RE: [RFC] Support for creation of Large Tensors in MXNet

Lv, Tao A Sat, 25 May 2019 03:15:32 -0700

Hi Lin,

Yes, MKL supports that. Please refer to 
https://software.intel.com/en-us/mkl-macos-developer-guide-using-the-ilp64-interface-vs-lp64-interface
 for details.


I also did some work towards that direction. Please see below PRs for MXNet and 
mshadow respectively.
https://github.com/apache/incubator-mxnet/pull/13723
https://github.com/dmlc/mshadow/pull/365

Feel free to let me know if anything I can help.

Thanks,
-tao


-----Original Message-----
From: Lin Yuan [mailto:apefor...@gmail.com] 
Sent: Saturday, May 25, 2019 1:36 AM
To: dev@mxnet.incubator.apache.org; Lv, Tao A <tao.a...@intel.com>
Cc: d...@mxnet.apache.org
Subject: Re: [RFC] Support for creation of Large Tensors in MXNet

Hi Sheng,

Thanks for the nice suggestions.

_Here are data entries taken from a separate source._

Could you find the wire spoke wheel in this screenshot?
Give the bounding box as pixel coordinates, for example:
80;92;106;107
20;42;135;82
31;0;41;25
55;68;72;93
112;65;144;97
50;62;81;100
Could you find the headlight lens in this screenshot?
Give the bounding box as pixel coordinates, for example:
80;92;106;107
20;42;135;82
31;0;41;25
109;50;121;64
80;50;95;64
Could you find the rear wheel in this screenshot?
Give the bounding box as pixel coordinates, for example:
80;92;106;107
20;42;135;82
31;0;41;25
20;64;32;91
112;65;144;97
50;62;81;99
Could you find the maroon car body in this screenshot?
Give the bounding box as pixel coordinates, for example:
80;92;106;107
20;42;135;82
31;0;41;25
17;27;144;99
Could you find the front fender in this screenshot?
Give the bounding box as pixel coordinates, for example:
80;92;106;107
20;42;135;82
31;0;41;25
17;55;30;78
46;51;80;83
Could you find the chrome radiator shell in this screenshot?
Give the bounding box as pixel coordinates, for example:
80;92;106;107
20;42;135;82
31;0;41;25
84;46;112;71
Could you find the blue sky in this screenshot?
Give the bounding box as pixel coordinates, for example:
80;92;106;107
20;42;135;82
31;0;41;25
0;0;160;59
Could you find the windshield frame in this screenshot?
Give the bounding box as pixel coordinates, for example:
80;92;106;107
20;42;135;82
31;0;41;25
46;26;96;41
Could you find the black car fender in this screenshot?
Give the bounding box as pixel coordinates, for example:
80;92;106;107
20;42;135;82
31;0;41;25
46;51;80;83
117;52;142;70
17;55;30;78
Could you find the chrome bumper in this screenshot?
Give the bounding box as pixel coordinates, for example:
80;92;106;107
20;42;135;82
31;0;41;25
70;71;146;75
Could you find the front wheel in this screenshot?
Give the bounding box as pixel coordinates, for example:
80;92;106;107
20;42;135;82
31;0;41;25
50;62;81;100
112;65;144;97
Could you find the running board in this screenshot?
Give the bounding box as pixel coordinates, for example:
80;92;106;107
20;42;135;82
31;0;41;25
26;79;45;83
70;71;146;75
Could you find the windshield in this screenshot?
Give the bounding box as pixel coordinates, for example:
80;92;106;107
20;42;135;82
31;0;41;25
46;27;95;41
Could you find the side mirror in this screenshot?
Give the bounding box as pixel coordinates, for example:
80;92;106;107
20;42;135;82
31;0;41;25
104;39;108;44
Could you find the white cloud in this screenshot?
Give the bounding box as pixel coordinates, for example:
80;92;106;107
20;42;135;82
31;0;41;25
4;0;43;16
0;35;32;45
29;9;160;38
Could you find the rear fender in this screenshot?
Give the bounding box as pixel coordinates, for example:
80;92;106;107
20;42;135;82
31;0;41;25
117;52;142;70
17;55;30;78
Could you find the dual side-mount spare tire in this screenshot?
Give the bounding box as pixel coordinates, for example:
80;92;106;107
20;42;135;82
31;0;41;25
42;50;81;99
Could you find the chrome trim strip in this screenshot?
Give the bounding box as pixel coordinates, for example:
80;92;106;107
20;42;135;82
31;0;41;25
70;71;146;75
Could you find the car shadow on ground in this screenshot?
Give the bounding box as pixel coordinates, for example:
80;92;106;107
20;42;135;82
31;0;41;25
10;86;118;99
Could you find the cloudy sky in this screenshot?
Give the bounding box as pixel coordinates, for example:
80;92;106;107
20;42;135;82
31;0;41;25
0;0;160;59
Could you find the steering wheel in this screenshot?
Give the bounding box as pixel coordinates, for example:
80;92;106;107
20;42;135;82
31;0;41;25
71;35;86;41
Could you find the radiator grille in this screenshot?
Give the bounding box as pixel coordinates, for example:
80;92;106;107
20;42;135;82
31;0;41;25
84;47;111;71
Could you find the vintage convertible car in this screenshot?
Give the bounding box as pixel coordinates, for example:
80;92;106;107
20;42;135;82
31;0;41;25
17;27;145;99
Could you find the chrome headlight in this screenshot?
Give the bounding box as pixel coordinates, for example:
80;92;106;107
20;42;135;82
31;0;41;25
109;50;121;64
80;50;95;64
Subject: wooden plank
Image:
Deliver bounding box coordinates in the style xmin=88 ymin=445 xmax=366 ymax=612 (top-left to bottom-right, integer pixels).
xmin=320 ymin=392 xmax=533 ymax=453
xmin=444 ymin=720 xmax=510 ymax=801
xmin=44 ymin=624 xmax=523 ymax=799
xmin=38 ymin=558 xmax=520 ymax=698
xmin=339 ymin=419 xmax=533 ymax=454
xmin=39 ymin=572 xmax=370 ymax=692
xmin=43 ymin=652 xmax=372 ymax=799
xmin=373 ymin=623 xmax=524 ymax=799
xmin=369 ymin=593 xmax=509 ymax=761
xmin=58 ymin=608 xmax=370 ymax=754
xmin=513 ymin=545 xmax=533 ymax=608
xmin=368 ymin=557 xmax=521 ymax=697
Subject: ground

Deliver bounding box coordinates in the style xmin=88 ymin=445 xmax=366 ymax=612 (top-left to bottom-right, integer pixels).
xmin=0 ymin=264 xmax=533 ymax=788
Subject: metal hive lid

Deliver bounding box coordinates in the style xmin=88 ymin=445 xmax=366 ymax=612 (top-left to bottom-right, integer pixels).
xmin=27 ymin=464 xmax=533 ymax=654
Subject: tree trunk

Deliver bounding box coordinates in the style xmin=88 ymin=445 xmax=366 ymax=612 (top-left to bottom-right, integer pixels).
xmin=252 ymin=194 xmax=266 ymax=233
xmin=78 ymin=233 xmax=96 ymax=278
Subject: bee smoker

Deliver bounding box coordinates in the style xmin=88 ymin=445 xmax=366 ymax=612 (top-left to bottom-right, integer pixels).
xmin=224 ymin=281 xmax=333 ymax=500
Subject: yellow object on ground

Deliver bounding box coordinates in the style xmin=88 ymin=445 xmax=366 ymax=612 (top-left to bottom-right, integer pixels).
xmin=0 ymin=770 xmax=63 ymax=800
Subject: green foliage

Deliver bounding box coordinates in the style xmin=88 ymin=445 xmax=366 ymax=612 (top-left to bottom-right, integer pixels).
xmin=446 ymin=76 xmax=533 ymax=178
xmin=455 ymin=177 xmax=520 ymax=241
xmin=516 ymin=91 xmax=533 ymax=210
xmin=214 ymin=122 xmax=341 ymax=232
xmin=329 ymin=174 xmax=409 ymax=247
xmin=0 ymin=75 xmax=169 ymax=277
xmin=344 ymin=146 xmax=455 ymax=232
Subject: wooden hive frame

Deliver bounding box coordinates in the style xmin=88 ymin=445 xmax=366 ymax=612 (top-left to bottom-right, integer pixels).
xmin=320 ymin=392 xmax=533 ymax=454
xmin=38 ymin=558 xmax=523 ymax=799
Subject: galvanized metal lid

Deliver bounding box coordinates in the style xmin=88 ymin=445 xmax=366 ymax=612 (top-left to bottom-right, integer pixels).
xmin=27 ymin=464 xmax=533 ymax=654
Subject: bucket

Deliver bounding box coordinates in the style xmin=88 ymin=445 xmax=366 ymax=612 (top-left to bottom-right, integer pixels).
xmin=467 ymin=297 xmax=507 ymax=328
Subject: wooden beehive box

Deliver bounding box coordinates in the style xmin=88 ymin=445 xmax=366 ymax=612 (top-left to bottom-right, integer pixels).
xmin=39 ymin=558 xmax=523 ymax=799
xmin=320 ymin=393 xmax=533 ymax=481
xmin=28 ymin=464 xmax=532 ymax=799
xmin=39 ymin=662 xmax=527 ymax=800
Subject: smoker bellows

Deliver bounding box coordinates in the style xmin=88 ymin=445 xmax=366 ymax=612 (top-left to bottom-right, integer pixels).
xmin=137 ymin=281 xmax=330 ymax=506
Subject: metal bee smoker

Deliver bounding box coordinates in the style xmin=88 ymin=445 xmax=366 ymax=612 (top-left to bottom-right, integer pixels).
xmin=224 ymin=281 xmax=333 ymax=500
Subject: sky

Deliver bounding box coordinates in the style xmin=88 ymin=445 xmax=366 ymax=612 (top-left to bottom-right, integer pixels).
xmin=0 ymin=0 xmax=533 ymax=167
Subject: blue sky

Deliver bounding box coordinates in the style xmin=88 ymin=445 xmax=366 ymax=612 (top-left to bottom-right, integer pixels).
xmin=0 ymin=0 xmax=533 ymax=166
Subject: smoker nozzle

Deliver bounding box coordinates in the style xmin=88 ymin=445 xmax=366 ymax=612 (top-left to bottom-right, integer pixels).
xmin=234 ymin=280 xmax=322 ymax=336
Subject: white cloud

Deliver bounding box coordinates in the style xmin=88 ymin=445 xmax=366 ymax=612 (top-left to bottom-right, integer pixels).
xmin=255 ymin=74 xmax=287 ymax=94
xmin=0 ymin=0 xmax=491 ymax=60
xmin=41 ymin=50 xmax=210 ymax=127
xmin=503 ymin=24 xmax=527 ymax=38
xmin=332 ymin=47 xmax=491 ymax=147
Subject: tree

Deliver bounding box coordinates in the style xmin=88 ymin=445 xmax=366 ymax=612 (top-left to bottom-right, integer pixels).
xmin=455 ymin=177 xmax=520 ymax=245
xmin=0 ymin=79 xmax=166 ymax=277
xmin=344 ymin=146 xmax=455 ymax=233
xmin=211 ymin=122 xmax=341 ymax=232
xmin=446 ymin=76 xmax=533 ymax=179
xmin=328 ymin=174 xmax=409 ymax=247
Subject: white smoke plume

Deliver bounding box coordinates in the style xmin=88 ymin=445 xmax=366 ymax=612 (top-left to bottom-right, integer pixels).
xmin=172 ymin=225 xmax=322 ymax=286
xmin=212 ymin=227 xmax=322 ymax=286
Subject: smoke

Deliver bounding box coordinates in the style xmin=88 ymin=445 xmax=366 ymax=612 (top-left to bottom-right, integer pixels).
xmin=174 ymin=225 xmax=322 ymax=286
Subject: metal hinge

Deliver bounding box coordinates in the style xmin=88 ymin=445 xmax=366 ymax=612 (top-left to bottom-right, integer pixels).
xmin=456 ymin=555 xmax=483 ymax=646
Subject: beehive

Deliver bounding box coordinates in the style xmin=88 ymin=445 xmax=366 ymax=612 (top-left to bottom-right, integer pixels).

To summarize the current status and future 
plan of this project:

There were some missing operators from #11742 that did not support large 
tensors. Thanbks to Rohit's help, those missing operators have been completed 
and tests added to nightly pipeline in MXNet 1.5 release (currently on GPU only 
and will be added to CPU once issue
https://github.com/apache/incubator-mxnet/issues/14980 is resolved) .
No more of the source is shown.